Poesía

Eso que te has perdido.

Los días comienzan con el mundo a su espalda,
dejan ver diminutos pájaros sobre sus hombros,
un cabello rubio reconocible en trazos desvaídos,
sediciosas cicatrices que imitan el vuelo del alba,
frágiles intentos que traspasan la umbría del salón
y se posan sobre ella, en diminutas formas
de inédita libertad.

Le cuesta sonreír; pero sonríe. Antes de irte,
hiciste un buen trabajo con su sonrisa,
todavía se intuyen las marcas del celofán
con que tapabas la boca de su atrevimiento,
la pegajosa alarma se adhería
con rabia a cualquier palabra que te ridiculizara.

A pesar de ti, envejece y vive heroicamente,
su deterioro la ha transformado en su leyenda,
cada día se esfuerza por conservar
la casa vieja, en pie sobre sus viejas piernas.
Sus brazos, delgados e inseguros, colocan
cada hueso en la posición que la recuerda,
y las fotos por doquier que la rehúyen,
viven por ella sin que nadie note su ausencia.

Hay tanto que contar de ese pasado
que tanto ha resistido, tanto apego
a las pesadas cuentas de un rosario
que todavía recorre con renovado peso,
desagravio y pena disputando su sagrado espacio.

Entretanto, sonríe; vemos juntos pasar
las horas ajenas al tiempo por el televisor,
conversamos de todo lo que puede
retener su voluntad de decir algo, lo que sea.

Pongo a prueba lo que queda de su acento
y me consuelo con mínimos progresos;
parece que sigue aquí, conmigo,
no se ha ido del todo, es posible que regrese,
porque tú la mataste con esa agonía lenta
de no vivir siquiera lo que la vida nos debe.
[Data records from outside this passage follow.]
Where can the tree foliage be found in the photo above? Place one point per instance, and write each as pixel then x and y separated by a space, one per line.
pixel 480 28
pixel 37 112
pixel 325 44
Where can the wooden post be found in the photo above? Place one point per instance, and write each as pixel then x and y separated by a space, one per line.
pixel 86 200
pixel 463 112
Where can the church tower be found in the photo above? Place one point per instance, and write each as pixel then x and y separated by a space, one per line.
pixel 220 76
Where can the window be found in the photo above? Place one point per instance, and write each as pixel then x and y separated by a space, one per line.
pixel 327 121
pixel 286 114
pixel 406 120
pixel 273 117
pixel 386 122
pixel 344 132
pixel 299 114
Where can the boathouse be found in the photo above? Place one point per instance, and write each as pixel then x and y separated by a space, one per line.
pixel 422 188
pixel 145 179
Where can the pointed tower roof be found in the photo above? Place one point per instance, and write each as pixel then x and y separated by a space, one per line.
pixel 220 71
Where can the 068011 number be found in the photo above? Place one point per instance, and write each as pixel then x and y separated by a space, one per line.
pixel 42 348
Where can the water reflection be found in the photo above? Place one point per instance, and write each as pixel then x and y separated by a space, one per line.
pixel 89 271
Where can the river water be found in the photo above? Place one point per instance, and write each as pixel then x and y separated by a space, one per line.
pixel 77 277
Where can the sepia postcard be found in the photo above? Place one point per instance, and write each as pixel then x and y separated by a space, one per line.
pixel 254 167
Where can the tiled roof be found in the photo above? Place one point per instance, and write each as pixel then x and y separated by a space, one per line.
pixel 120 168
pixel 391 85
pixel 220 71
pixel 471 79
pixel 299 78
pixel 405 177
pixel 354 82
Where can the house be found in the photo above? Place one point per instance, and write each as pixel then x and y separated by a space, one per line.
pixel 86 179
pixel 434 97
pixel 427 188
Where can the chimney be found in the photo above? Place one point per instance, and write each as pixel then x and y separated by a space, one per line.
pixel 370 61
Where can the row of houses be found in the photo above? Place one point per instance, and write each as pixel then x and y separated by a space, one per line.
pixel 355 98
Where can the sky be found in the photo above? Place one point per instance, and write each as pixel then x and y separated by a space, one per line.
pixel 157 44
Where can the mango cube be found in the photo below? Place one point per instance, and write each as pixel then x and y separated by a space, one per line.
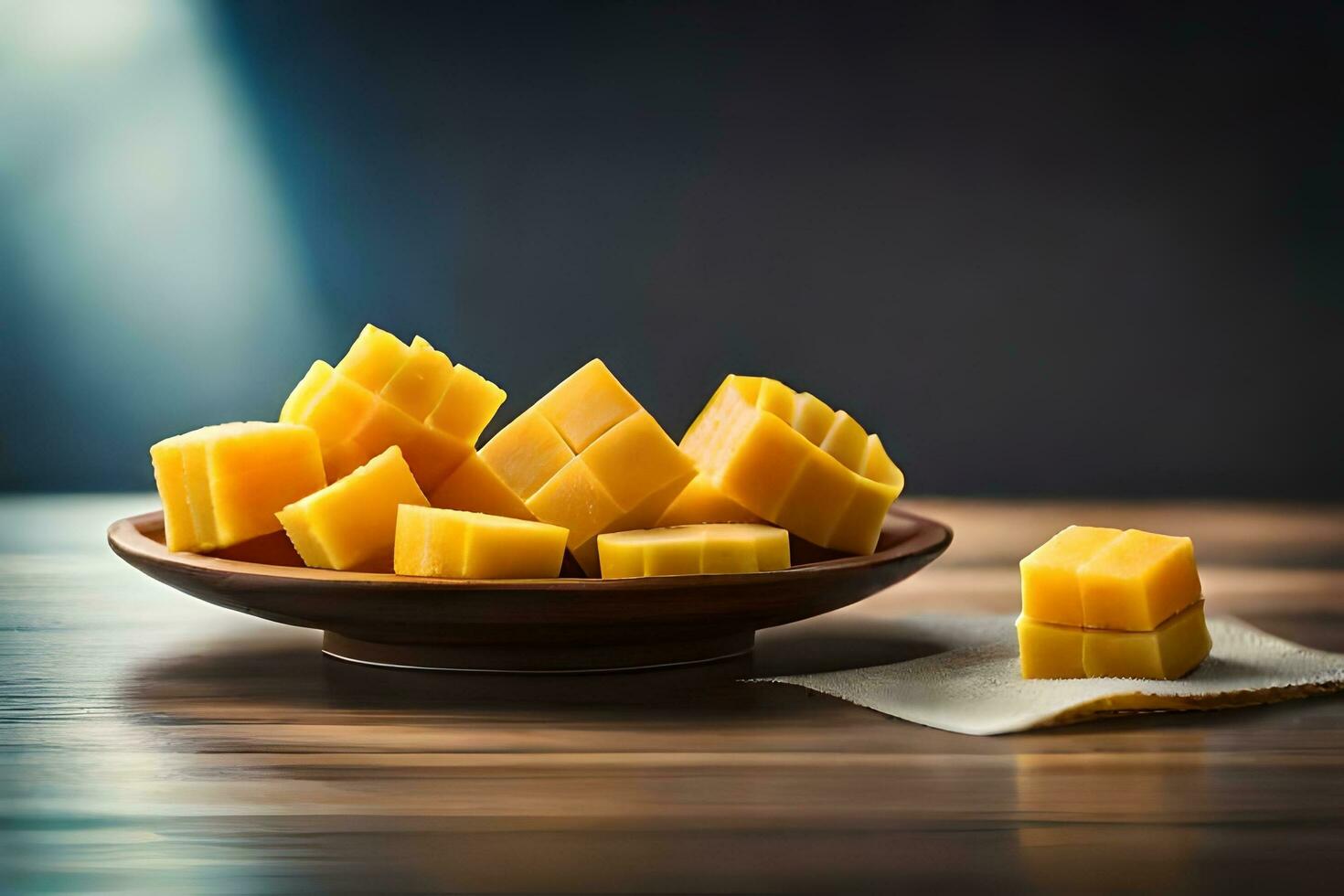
pixel 791 460
pixel 351 524
pixel 589 458
pixel 385 392
pixel 527 453
pixel 222 484
pixel 1168 652
pixel 476 546
pixel 476 486
pixel 1137 581
pixel 466 406
pixel 699 501
pixel 1050 589
pixel 694 549
pixel 586 404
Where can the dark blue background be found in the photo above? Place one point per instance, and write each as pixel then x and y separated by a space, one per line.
pixel 1051 251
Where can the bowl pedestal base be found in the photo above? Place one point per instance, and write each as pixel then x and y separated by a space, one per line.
pixel 540 657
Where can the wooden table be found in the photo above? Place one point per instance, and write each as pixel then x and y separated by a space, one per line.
pixel 152 743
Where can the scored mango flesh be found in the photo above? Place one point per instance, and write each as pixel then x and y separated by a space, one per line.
pixel 222 484
pixel 792 461
pixel 588 457
pixel 386 392
pixel 694 549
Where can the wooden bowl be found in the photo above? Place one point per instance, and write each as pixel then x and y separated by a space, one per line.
pixel 528 624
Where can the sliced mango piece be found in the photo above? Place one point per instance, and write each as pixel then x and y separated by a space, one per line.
pixel 575 498
pixel 795 463
pixel 1168 652
pixel 527 453
pixel 812 417
pixel 374 357
pixel 699 501
pixel 1137 581
pixel 589 458
pixel 476 546
pixel 420 383
pixel 466 406
pixel 694 549
pixel 476 486
pixel 1050 590
pixel 223 484
pixel 351 524
pixel 846 441
pixel 632 454
pixel 586 403
pixel 386 392
pixel 878 466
Me asusta que pueda saber de tus tinieblas
en alguno de sus devaneos por el más allá,
cada vez que se pierde en su marasmo
y el entendimiento no parece de este mundo,
y la palabra cae desprovista de su significado
con la sonoridad de algún remoto lenguaje,
sin la acústica de los órganos que se despiden
poco a poco y fallan con las letras grandes
del anuncio sordo de un tiempo escaso y breve.
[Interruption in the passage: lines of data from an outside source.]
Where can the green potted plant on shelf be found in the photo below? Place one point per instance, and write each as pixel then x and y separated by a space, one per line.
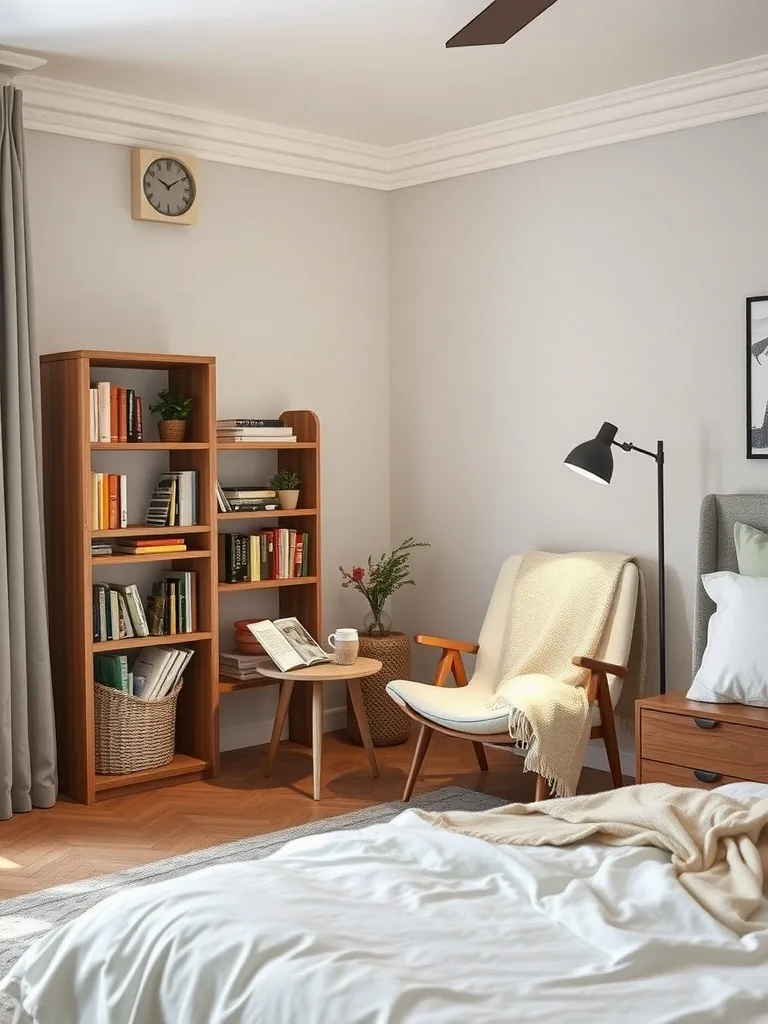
pixel 173 411
pixel 379 581
pixel 287 483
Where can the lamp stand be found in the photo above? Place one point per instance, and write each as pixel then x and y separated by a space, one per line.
pixel 657 457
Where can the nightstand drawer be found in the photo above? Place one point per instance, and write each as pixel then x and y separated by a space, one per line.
pixel 654 771
pixel 737 751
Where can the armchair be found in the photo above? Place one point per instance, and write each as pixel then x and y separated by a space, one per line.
pixel 461 711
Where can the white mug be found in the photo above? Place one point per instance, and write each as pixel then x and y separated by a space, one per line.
pixel 345 645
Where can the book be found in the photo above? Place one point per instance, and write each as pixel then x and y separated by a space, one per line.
pixel 114 415
pixel 131 549
pixel 132 600
pixel 104 430
pixel 288 643
pixel 130 413
pixel 122 416
pixel 156 614
pixel 112 670
pixel 248 423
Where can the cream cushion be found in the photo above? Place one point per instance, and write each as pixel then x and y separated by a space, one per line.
pixel 464 709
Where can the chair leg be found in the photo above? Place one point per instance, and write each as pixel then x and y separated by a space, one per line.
pixel 609 733
pixel 480 755
pixel 420 753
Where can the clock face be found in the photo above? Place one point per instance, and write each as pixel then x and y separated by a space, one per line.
pixel 169 186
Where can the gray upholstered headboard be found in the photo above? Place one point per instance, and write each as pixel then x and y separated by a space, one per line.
pixel 717 550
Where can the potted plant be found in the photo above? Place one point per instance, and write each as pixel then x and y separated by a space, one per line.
pixel 173 411
pixel 379 581
pixel 287 483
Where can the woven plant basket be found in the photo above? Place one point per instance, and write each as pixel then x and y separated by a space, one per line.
pixel 389 725
pixel 172 431
pixel 132 734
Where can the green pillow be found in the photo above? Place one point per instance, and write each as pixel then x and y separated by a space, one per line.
pixel 752 550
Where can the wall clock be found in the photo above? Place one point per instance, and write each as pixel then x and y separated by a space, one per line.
pixel 164 187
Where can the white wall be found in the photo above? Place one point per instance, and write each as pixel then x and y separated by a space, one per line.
pixel 284 281
pixel 534 302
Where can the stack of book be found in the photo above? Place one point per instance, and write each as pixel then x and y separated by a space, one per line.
pixel 151 546
pixel 155 672
pixel 109 501
pixel 272 554
pixel 240 668
pixel 115 414
pixel 174 501
pixel 253 430
pixel 120 614
pixel 253 498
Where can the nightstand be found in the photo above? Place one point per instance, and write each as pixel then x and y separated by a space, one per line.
pixel 686 742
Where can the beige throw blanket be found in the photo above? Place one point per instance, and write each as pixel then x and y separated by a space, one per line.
pixel 719 844
pixel 558 608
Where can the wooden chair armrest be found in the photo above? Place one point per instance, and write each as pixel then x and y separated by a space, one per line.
pixel 594 666
pixel 460 645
Subo la persiana para que la luz del día
se una a la luz de la lucha por seguir viva,
y ahí está ella, sigue a mi lado,
como siempre estuvimos cuando la pegabas,
o cuando yo jugaba con mi soledad en la esquina
de la mesa donde cauterizaba el miedo
con mis pequeñas manos de soñador sin rima.

Horas y horas de plastilina para recomponer la escena
de mi infancia, horas y horas de sentido
en medio de la turbulenta burla de mi nacimiento;
estratos de un sedimento en el reloj parado
de tu siniestra maquinaria cuando llegaba tu momento,
el del grito atroz, sanguinolento, la hora del puñetazo,
del impacto, del llanto, del lamento,
de esta madre que hoy aparto de tu reloj cautivo
a un reloj de arena, grano a grano de mi tiempo,
grano a grano del amor que nos debemos por tu culpa,
ese decir te quiero al caer la noche de lo incierto,
esa cita con el átomo en cada indicio de una vida buena.
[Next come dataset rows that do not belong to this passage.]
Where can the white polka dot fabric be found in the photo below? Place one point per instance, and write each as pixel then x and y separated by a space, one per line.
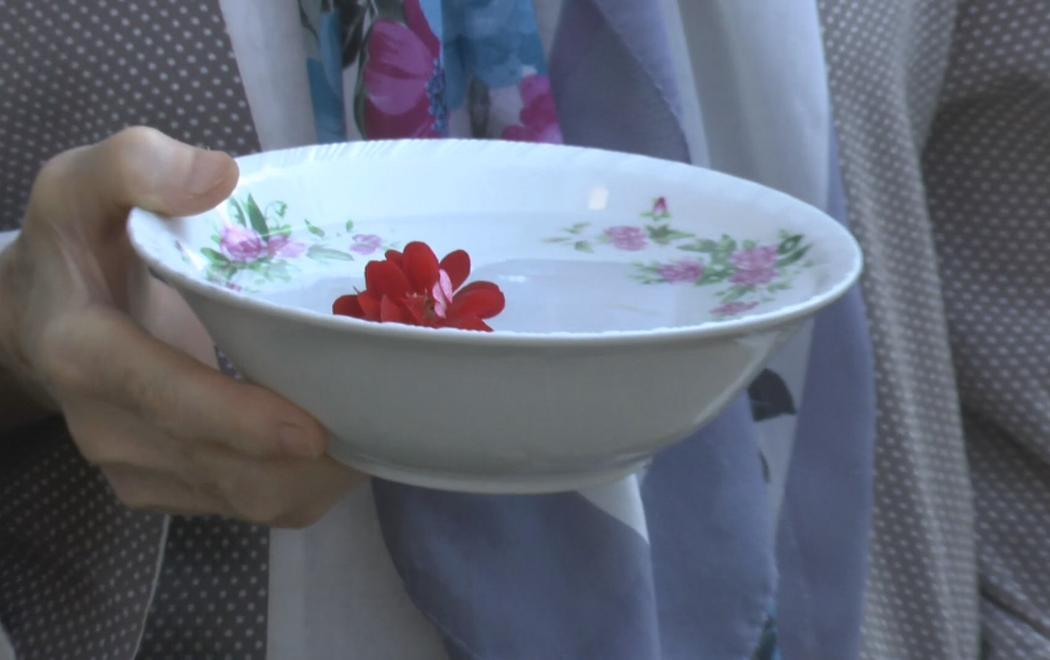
pixel 71 73
pixel 76 567
pixel 75 72
pixel 987 171
pixel 212 597
pixel 886 61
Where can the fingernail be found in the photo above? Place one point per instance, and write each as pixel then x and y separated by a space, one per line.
pixel 298 442
pixel 209 169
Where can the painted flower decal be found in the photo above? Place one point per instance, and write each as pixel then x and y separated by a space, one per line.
pixel 403 81
pixel 415 289
pixel 631 238
pixel 539 119
pixel 756 265
pixel 245 246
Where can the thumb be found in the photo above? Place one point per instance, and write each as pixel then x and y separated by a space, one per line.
pixel 137 167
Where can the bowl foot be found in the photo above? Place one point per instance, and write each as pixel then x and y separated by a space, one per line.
pixel 508 484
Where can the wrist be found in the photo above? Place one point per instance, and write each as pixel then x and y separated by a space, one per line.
pixel 22 396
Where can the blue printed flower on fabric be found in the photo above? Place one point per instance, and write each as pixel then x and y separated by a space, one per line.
pixel 324 75
pixel 496 41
Fuera de ti, abro la ventana para que entre el aire del viento
que me había prohibido: mi reencuentro, el suspiro
que advierte la luna flotando sobre la cabeza de mamá
en un globo de la noche, lleno del aire repuesto de mi alivio,
ligero de esa oscuridad vigilante que ahora nos ve alejándose.

Veo que sigue sonriendo, que sigues muerto, que vuelvo
adonde lo dejamos al principio: al pecho, a los brazos, al mimo,
a esa forma de nacer que habíamos desterrado al aire por tu asfixia,
a esa vida que nos une a todas las demás, a eso que te has perdido
por morir antes de sazón, por tanta inquina en la busca del adulterio
bajo la cama, tras la cortina, en tus babas, en cualquier lugar propicio
para esconder el sexo de los objetos que te ignoran
cuando te abres la bragueta y no hay ninguna mujer en tu escondrijo.

Y todavía te tuve que llorar porque no dejas de ser una víctima
de tu desequilibrio, una vida no merece su final sin apenas motivo,
te moviste por la destrucción como un cascote de tu pervivencia
y con él nos golpeabas, y todos nos golpearon hasta desmoronarte.